Almost three months later this is where I found myself thinking. It takes a lot to build a product — business process. Services are rarely scalable and NGOs and quasi-NGOs, i.e. including many social enterprises, prefer this space as they come with the mindset of servitude and public service in general. It is a ‘sexy’ space, easily picked up by media because of all of us want to do something good with our lives. But they rarely scale because building franchisable system or working businesses processes that some service companies, like advisory firms, do require a lot of investment in talent so to increase the bottom line that is just often not there for/in NGOs. Understaffed and hungry for funding they often run themselves into trying to sustain as opposed to improve.

In my ideal world:

  • business people are driven by increasing share-holder value, thus very concerned in choosing best and most efficient ways, best vendors, and driving customer demand.
  • the social ecosystem, even if rely on funding, should be run with the very same ways but driven by the principle of social good — firm belief in the ideal, igniting just the same perseverance within them.

But in my opinion, the second version has not been achieved. Somewhere along the way, the original ideal just gets forgotten, the ‘musts’ became ‘shoulds’ or ‘maybes’. People have become very comfortable.

In parallel, businesses are opening up to inclusive models and it is a promising trend. Microsoft, Google, L’Occitane, IKEA… But the reason, why the inclusive business is easier than a social enterprise model, because they ALREADY built their processes with the grind of the business and not of the social sector. They invested themselves to build something from scratch driven by the ideals of markets first, and not with the ideals of empathy and servitude.

So, now I am rethinking on what the audience responded back then in September. I no longer find them pathetic, I find them smart. Indeed they can achieve more, because they won’t be put off with the inefficiencies, challenges and obstacles along the way — they would build a working system, working process, market-driven product first, and find the ways to integrate social impact when their run way, confidence and safe space to socially innovate would get to another level. They won’t run themselves and most importantly their processes into dependency of NGOs that dominate that ecosystem. Instead, they will come later, with the working system.

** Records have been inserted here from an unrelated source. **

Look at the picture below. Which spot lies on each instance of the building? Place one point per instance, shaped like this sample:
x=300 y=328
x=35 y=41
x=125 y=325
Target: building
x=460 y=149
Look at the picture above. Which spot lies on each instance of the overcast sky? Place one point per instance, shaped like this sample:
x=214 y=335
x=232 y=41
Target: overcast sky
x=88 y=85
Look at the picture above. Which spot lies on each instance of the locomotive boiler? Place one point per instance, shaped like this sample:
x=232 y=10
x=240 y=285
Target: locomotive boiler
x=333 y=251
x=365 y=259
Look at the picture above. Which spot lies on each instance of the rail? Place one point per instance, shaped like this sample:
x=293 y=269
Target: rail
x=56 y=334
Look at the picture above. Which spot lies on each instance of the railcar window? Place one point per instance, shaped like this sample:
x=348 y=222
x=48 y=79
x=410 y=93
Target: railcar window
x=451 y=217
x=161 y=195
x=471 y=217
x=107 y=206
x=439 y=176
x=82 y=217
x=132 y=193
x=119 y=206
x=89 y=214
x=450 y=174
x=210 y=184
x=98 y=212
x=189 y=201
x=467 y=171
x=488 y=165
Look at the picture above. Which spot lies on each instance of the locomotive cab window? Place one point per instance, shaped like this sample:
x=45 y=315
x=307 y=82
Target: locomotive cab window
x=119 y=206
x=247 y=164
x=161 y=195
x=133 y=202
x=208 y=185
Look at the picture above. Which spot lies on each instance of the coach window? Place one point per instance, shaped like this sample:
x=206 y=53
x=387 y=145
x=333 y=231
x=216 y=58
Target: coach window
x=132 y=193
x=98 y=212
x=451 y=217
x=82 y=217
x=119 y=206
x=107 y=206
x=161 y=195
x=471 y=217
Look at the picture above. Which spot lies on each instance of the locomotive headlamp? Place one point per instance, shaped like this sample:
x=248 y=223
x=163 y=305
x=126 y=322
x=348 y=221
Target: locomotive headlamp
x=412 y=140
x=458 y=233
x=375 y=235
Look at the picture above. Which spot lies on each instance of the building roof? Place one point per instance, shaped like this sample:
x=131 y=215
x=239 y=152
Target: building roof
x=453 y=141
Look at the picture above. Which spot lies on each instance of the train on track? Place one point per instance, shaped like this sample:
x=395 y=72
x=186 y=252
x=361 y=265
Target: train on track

Thanks for reading my reflection on this bumpy journey of a start up. And I no longer want to add “of a social enterprise”. The best to do is to take a social challenge and make it into a business opportunity. It can be a bit harder and you need to stretch just a bit more than the regular, but make it a business. Not a quasi-NGO. The social impact part can be your lighthouse on your way to energize you when things get tougher, but still make it a business.